Re: feedback to umichigan on "books and culture", part 1



john said:
>    it may be worth stepping back a bit
>    and seeing what issues are in play here.

thanks, john, but i'm not sure you "stepped back" far enough.


>    Past commenters have agreed that it is useful to keep track of 
>    the page sequencing and the page numbering of a book

"keep track of" is a relatively ambiguous expression.

both of these variables need to be _determinable_...


>    In most cases, sequencing can be determined from numbering 
>    in a straightforward way, but there are various exceptions 
>    (odd numbering schemes, unnumbered pages, restarting
>    sequences, numbering mistakes., etc.)

if you want to talk about _whether_ there are "exceptions",
we can discuss that.   but to assert it as some kind of "fact"
is incorrect.   i will repeat that there are no "exceptions" that
cannot be handled with filenames that are _wisely_ chosen,
and will prove it with any counter-cases you can bring up.


>    So, some relevant questions include:   Should both 
>    sequencing and numbering be explicitly noted somewhere?

it might surprise you to hear me say that the answer is yes,
because we haven't yet progressed the thread to the point
where making the sequencing explicit becomes a good idea.
that's due to the "discussion", not with my treatment of it...

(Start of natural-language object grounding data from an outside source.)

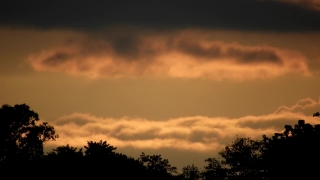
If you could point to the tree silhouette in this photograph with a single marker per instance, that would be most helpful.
(21, 136)
(191, 172)
(214, 170)
(295, 150)
(243, 158)
(157, 167)
(99, 149)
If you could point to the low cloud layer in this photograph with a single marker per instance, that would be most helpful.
(198, 133)
(178, 54)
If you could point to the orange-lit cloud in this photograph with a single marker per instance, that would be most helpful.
(182, 54)
(196, 133)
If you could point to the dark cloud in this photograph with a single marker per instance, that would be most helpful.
(219, 14)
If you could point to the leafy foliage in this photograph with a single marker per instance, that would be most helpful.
(21, 137)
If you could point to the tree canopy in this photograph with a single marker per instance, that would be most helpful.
(290, 154)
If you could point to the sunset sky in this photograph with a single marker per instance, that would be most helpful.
(176, 78)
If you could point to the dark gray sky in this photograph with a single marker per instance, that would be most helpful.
(261, 15)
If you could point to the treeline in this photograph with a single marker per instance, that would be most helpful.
(291, 154)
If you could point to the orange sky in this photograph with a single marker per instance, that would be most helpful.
(183, 92)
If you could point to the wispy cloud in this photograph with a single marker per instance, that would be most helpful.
(179, 54)
(198, 133)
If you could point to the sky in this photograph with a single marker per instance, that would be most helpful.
(177, 78)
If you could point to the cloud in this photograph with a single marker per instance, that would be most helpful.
(266, 15)
(174, 54)
(198, 133)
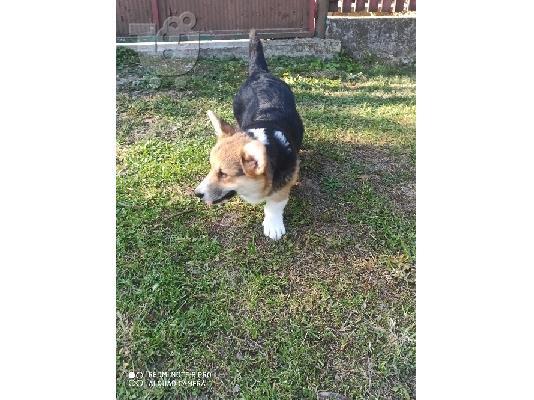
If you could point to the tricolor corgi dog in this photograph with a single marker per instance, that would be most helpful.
(258, 159)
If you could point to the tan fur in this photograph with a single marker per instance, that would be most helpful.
(239, 164)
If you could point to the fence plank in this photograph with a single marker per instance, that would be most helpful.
(332, 6)
(386, 5)
(155, 14)
(360, 5)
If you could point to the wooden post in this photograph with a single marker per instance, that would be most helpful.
(155, 14)
(360, 5)
(322, 13)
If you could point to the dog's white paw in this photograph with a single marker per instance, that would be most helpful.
(274, 228)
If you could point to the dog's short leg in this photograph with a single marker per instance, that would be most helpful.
(273, 223)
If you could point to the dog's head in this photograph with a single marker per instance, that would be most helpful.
(238, 166)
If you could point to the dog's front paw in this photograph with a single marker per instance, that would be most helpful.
(274, 228)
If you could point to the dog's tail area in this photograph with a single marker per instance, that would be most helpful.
(257, 61)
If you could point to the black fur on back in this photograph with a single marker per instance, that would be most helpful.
(265, 101)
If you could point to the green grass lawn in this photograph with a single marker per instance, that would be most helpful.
(329, 307)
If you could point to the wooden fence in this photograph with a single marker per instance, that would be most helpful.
(382, 6)
(220, 18)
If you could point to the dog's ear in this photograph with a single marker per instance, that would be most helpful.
(254, 158)
(222, 128)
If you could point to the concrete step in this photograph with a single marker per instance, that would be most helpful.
(300, 47)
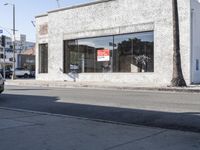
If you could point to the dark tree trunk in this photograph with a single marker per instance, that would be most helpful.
(177, 79)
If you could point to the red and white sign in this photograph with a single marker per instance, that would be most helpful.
(103, 55)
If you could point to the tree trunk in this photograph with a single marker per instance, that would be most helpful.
(177, 79)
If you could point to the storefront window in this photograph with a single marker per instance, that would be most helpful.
(118, 53)
(133, 52)
(95, 54)
(43, 58)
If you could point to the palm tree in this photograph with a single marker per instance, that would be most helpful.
(177, 78)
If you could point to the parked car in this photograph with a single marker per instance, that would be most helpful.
(22, 72)
(8, 73)
(2, 80)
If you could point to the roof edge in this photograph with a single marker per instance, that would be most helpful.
(42, 15)
(80, 5)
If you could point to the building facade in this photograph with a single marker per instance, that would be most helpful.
(127, 41)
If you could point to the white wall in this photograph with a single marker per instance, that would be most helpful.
(118, 17)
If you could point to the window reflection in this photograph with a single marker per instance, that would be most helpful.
(119, 53)
(134, 53)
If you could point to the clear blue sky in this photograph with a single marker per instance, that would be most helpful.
(26, 10)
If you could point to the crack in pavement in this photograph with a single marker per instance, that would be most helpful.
(135, 140)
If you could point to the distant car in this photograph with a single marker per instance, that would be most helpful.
(8, 73)
(22, 72)
(2, 80)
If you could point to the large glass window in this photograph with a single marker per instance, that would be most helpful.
(133, 52)
(95, 54)
(43, 58)
(118, 53)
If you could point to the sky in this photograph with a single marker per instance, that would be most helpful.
(26, 10)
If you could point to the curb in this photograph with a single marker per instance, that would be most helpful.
(96, 86)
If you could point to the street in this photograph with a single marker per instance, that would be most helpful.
(168, 110)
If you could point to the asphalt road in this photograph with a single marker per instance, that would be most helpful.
(180, 111)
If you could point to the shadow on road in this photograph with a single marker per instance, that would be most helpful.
(187, 121)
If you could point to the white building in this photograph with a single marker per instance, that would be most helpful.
(128, 41)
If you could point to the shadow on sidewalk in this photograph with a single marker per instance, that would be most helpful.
(188, 121)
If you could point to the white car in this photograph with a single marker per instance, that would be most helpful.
(21, 72)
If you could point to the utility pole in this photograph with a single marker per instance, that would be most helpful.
(58, 3)
(13, 5)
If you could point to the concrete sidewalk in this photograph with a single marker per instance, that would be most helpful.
(99, 85)
(24, 130)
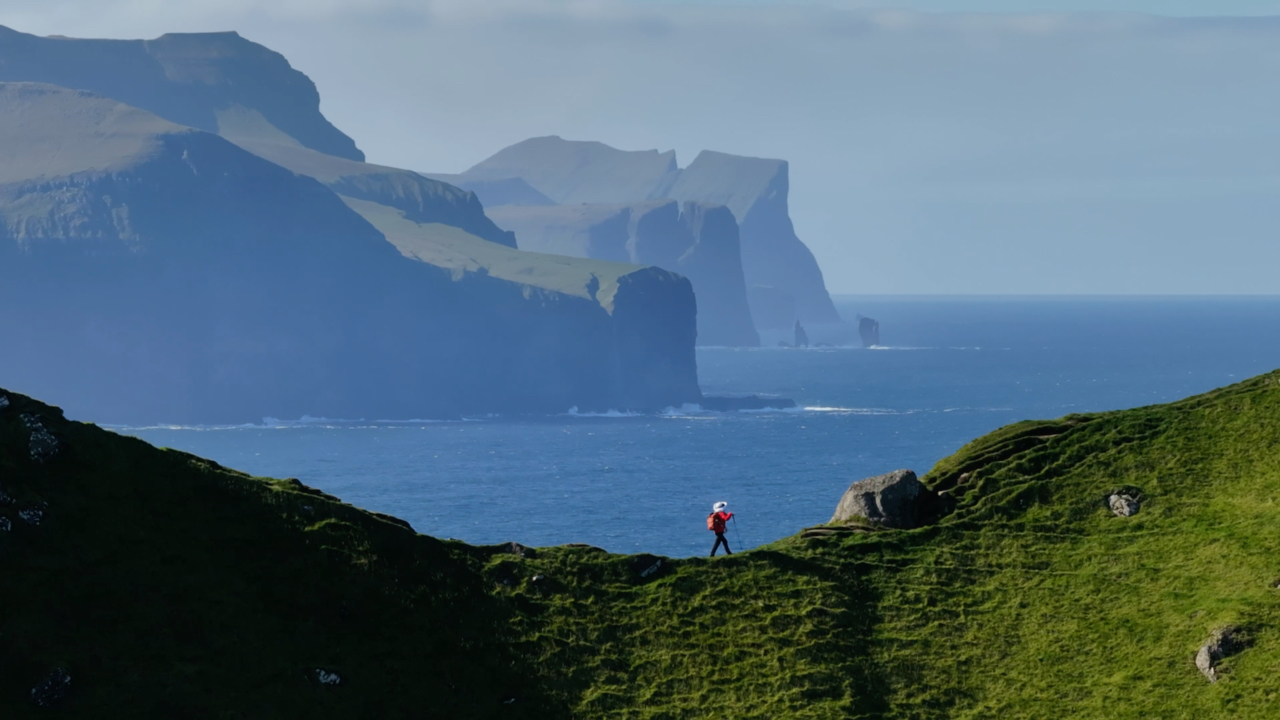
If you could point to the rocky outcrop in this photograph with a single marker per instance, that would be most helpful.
(215, 81)
(1220, 645)
(868, 331)
(772, 309)
(41, 443)
(713, 264)
(152, 272)
(225, 85)
(698, 241)
(895, 500)
(574, 172)
(801, 337)
(754, 190)
(498, 192)
(1124, 505)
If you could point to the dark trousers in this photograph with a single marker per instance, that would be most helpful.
(720, 538)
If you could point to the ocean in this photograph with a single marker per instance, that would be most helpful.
(950, 369)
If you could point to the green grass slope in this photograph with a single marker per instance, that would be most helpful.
(168, 586)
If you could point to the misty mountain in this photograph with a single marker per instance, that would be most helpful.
(699, 241)
(201, 81)
(156, 272)
(492, 194)
(782, 277)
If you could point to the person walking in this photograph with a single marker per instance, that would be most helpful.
(716, 523)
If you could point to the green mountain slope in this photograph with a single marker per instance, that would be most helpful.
(168, 586)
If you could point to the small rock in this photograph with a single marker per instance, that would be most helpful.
(1223, 643)
(53, 688)
(896, 500)
(42, 443)
(1123, 505)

>    (I haven't seen anyone say outright that explicit sequencing 
>    *anywhere* is inherently a bad idea, but it has been argued
>    that it's relatively unimportant

it might also surprise you to hear me say that sequencing
_should_ be done explicitly, and not just be "determinable";
both systems should give the same result, for redundancy.
but again, nobody moved the discussion to that point yet.


>    and may confuse readers if they have to deal with page 
>    *sequence* numbers instead of or alongside "regular" page numbers)

two sets of numbers _will_ confuse readers, some of them,
and most of them at one time or another.   it's a _certainty_,
from murphy's law, so the word "may" is really inaccurate...


>    Which of those two things, if any, should be noted in page filenames?
>    Possible answers include:
>    a) Numbering only (Bowerbird)
>    b) Sequencing only (akin to what happens by default in many PDFs)
>    c) Neither; they should just be in the metadata (UMich)
>    d) Both (Jon Noring)
>    e) It doesn't matter much as long as the files are well managed

if you really want to get deeper into this discussion, you will need to
specify exactly whether you're talking about filenames and/or url's,
and -- on a broader level -- what you make the end-user deal with...


>    The position you take will probably be more convincing to readers 
>    if you can show a real-world example of where your recommended 
>    choice has helped you or your users, or where a different choice 
>    has led to problems.

i've pointed out any number of examples where "a different choice"
leads to problems.   every pagenumber i've given from the mabie book
has forced everyone who wanted to look at it to do the "add 6" exercise,
a totally unnecessary and confusing hassle.   and that's a case where
_at_least_ the offset is consistent throughout the book, so a person
can compute it without actually having to go verify each composed url,
which is what one is required to do when the offset in a book changes.
(and since a person usually will not know whether the offset changes
in a specific book, they have to verify each url just as a matter of course.
this borders on ridiculous.)

and thus it should be obvious that avoiding this ludicrous situation
is indeed something that will "help your users", wouldn't you agree?